Even during the height of summer insanity, Horan has always made a point of maintaining an attitude of serenity. If the idea of Mayo as potential All-Ireland winners had fallen out of fashion last summer, they have enjoyed a revival in recent weeks. But this game had seemed fraught with danger and afterwards Horan was told that the mood around Mayo had been apprehensive. Needless to say, it was news to him and he made it clear he had not spent the sleepless nights in front of the news channels and fretting over the future of democracy. And he certainly hadn’t been exposed to Mayo’s fear of a Roscommon ambush.

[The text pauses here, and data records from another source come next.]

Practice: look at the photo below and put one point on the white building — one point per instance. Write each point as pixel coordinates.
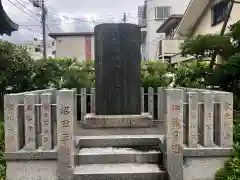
(35, 48)
(200, 18)
(151, 15)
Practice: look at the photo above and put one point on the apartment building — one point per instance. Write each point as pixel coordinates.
(35, 48)
(201, 17)
(78, 45)
(151, 15)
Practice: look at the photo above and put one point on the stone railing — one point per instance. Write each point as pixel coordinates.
(199, 135)
(39, 125)
(31, 117)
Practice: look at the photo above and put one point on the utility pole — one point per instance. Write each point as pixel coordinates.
(44, 29)
(40, 4)
(124, 18)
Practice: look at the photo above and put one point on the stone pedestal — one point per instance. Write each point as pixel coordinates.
(118, 121)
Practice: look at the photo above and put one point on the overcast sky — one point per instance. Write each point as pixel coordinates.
(66, 15)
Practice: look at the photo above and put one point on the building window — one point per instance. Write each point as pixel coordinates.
(219, 12)
(162, 12)
(37, 50)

“No. To be honest I haven’t a clue what is going on or what people are thinking are saying. This year more than any because we have had so much news from election to Covid and if you start taking in news your focus won’t be what it needs to be. We are a very happy bunch to be honest.”

Done and dusted

The game felt done and dusted from the second that Diarmuid O’Connor cut behind Roscommon’s defence to finish a goal chance in the 19th minute. It completed a miserable opening spell for Anthony Cunningham’s team.

“I think it shook Roscommon a bit as well,” said Horan.

“It was just before the break and they have a very good record on not conceding goals. They did well on breaking ball in the first quarter but I felt we turned that around a bit.”

It finished 1-16 to 0-13 and wasn’t even that close. Mayo have introduced nine new players to championship football and look mobile and hungry across the field. But it’s the form of the old stagers Lee Keegan, Aidan O’Shea and Cillian O’Connor that caught the eye here while Paddy Durcan was an electrifying presence on a day badly in need of luminosity. The memory of the harrowing defeat Mayo inflicted on Galway in Tuam is fresh in the memory of all. It sets up this special edition of Galway v Mayo.